The core diameter of each fibre is 170 micron. With cladding and buffering,
the centre-to-centre separations of the fibres are 220 micron.
The focal-plane scale at the LIFU fibre array itself
(after an intervening optic)
is 15.4 arcsec mm-1, so on-sky the fibre diameters are 2.6 arcsec
(and the areas 5.3 arcsec2),
and the centre-to-centre separations are 3.4 arcsec.
The fibres in the main array are held in place with
the aid of a buffer of additional cirmcumferential fibres.
These circumferential fibres are not illuminated.
The hexagonal shape of the fibre array is a compromise between tileability,
and suitability for typical targets. Circles don't tile efficiently.
Hexagons and rectangles do. Rectangles are less
well-suited to the typical ~ circular symmetry of many extended targets.
The LIFU fibres are
numbered, in the range 1 - 609, according to position along the pseudo-slit
in the spectrograph.
The first fibre (smallest y on the detector) is number 1.
The last is 609, this number being the product of
29, the number of slitlets, and 21, the maximum (and typical)
number of fibres per
slitlet.
The locations of the fibres within the science array (mount PA = 0,
x,y provided by Jure Skvarc)
are shown below.
The fibre numbers are coloured according to slitlet number (see next paragraph).
The fibres circled in
red (155, 520 and 577) are missing on the detector (i.e. are not
transmitting light, as can be seen on the image above).
The scale at the LIFU array is 15.8 arcsec/mm.
The central fibre (#305) is circled in blue, and it's 6 immediate neighbours
(i.e. the fibres on which some light may fall when observing
a bright star centred on #305) are
#283, 279, 300, 327, 353, 330. All 7 fibres are on slitlets 14 - 17.
The graphic below is similar, but the label is slit number
(1 - 29) rather than fibre number.

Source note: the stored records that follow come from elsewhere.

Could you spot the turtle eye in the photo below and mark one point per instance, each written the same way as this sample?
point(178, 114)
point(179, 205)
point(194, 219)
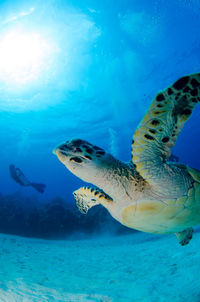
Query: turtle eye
point(76, 159)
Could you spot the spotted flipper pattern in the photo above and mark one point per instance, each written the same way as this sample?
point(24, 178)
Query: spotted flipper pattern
point(158, 131)
point(87, 197)
point(185, 236)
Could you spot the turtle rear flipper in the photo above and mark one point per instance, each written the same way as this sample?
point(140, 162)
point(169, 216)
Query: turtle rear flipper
point(160, 127)
point(87, 197)
point(185, 236)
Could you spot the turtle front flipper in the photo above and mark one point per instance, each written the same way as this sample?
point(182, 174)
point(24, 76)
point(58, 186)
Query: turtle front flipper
point(158, 131)
point(87, 197)
point(185, 236)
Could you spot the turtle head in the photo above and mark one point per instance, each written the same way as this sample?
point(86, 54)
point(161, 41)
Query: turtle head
point(82, 158)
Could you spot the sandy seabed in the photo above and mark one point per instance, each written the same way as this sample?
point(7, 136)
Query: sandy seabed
point(137, 267)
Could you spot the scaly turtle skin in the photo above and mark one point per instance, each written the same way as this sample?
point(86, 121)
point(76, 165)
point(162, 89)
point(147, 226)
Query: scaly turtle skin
point(150, 193)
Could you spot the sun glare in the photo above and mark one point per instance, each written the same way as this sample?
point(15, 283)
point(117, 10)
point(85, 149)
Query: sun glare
point(22, 57)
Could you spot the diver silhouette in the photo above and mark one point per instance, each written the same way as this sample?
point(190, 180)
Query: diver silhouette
point(21, 179)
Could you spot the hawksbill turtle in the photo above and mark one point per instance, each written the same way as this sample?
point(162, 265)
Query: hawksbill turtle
point(149, 193)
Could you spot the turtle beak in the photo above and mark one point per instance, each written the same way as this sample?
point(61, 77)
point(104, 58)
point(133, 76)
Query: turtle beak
point(62, 151)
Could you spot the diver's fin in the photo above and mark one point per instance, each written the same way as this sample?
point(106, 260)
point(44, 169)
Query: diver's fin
point(39, 187)
point(185, 236)
point(87, 197)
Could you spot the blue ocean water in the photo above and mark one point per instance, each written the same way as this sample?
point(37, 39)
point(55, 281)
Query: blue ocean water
point(84, 69)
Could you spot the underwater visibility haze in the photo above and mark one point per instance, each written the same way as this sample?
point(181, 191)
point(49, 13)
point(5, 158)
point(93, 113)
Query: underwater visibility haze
point(87, 71)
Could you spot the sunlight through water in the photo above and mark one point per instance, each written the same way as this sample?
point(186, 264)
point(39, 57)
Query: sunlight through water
point(22, 56)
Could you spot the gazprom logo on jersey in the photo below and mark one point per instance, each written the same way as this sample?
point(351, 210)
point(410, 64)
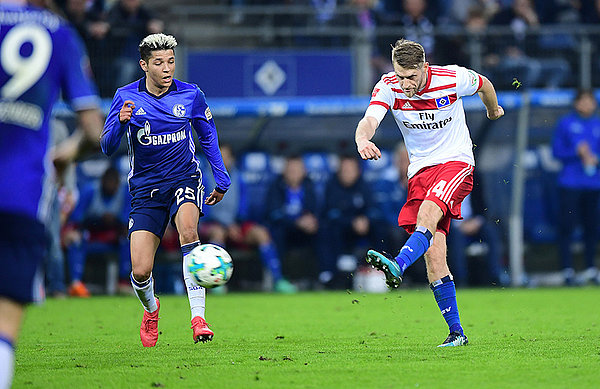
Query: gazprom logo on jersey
point(442, 101)
point(179, 110)
point(146, 139)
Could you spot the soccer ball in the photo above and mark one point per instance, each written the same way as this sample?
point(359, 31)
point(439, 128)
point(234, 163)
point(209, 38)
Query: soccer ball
point(209, 265)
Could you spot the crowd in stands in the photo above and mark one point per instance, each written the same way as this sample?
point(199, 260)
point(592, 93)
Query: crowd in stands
point(112, 30)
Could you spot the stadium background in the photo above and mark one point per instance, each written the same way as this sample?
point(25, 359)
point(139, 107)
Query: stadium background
point(279, 78)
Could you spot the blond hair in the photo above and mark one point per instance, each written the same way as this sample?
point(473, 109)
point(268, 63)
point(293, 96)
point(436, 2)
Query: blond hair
point(408, 54)
point(154, 42)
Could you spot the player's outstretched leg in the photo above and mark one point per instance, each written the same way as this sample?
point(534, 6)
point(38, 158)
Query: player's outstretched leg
point(201, 331)
point(385, 263)
point(416, 245)
point(445, 295)
point(149, 327)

The fibres of a given slitlet
are labelled in the same colour (NB each colour is used for
more than one slitlet). The graphic shows
how individual slitlets typically sample a small
contiguous area of the focal plane, but with a few distributed
across the rest of the array
(or in the sky-fibre bundles, not shown here).
For a similar graphic showing 'fibre number along the slitlet' (i.e. 1 - 21),
click
here.
Fibre number along the slitlet is uncorrelated with x,y position on the array.
The location of the corresponding spectra on the detector is described on
a separate page.
The LIFU fibres are an example of a
regular hexagonal array, with side N = 14 (click on figure for
enlargement):
The central fibre is coloured dark blue on this representation.
The number of elements in the main LIFU array, 547, is the 14th centred
hexagonal number NC(N) = 3N (N-1) + 1 for N = 14. The width-to-height
ratio (formula on the above link) is 1.14.
For a large array of circular apertures of diameter
A, with centre-to-centre separation B, the filling factor is given by
(A/B)2 x pi / 2 / sqrt(3).
The filling factor of LIFU is therefore approximately 55%.
For A = B (apertures touching) the filling factor would have been 0.91.